China has been in the news more than any other nation in 2020. While China experienced a contraction of 6.8% during the first quarter of 2020, a quick recovery saved it from entering a recession as it grew 3.2% during the second quarter. China, the world’s second-largest economy, is expected to expand by 7.9% growth in 2021 as economic activity continues to normalize and domestic COVID-19 outbreaks remain under control. Many expect that the situation between China and the U.S. will see a new approach with Joe Biden as the President.

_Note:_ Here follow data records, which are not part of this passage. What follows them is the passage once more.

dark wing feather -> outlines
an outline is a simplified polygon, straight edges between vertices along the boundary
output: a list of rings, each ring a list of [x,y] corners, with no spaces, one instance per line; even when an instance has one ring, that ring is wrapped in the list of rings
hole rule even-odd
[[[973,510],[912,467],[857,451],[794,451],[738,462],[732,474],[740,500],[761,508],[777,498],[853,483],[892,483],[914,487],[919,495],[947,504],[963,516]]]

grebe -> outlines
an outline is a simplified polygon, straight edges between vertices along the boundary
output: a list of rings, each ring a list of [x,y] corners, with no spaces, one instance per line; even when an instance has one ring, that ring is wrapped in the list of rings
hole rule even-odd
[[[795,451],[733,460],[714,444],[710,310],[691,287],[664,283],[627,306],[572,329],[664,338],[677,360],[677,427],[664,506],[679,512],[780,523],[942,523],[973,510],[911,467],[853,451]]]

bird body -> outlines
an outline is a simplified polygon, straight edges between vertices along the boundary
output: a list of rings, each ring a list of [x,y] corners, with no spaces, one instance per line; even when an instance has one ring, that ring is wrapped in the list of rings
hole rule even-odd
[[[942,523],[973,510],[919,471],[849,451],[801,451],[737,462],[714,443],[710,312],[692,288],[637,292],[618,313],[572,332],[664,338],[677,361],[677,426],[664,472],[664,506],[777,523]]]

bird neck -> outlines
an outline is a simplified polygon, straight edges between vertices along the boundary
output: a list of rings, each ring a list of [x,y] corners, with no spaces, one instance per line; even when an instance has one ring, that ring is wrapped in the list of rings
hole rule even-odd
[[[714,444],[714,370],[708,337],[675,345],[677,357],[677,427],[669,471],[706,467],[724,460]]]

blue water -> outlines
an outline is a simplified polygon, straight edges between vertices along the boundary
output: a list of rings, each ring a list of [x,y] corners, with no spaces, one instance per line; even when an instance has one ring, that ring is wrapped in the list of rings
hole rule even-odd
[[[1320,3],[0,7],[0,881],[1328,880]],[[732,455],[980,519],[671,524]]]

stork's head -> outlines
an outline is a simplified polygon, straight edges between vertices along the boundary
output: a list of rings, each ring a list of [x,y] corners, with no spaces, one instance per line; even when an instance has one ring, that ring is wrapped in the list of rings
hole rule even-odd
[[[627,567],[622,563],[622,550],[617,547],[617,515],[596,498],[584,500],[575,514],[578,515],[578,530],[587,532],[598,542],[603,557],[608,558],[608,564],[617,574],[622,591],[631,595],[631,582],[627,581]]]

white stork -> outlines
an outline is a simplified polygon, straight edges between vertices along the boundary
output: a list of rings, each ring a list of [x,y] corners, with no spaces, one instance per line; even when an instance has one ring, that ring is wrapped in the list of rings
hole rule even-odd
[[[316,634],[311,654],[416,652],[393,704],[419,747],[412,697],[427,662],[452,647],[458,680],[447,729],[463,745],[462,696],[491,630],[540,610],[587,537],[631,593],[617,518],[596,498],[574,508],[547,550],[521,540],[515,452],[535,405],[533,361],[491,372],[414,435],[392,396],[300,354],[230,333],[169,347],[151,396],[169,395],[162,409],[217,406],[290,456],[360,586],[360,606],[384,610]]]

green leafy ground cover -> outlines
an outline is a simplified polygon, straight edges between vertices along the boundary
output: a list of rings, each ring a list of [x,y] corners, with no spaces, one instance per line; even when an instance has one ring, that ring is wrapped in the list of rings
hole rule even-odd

The Chinese stock markets represented by Shanghai Composite Index were up by 13.87% in 2020. There are a host of ETFs available to gain access to the Chinese stock markets, including:
- iShares China Large-Cap ETF (FXI)
- IShares MSCI China ETF (MCHI)
- SPDR S&P China ETF (GXC)
- Global X China Consumer ETF (CHIQ)
- Invesco China Technology ETF (CQQQ)
- Xtrackers Harvest CSI300 China A-Shares Fund (ASHR)
- KraneShares CSI China Internet ETF (KWEB)
Disclaimer: The author has no position in any stocks mentioned. Investors should consider the above information not as a de facto recommendation, but as an idea for further consideration. The report has been carefully prepared, and any exclusions or errors in it are totally unintentional.
The views and opinions expressed herein are the views and opinions of the author and do not necessarily reflect those of Nasdaq, Inc.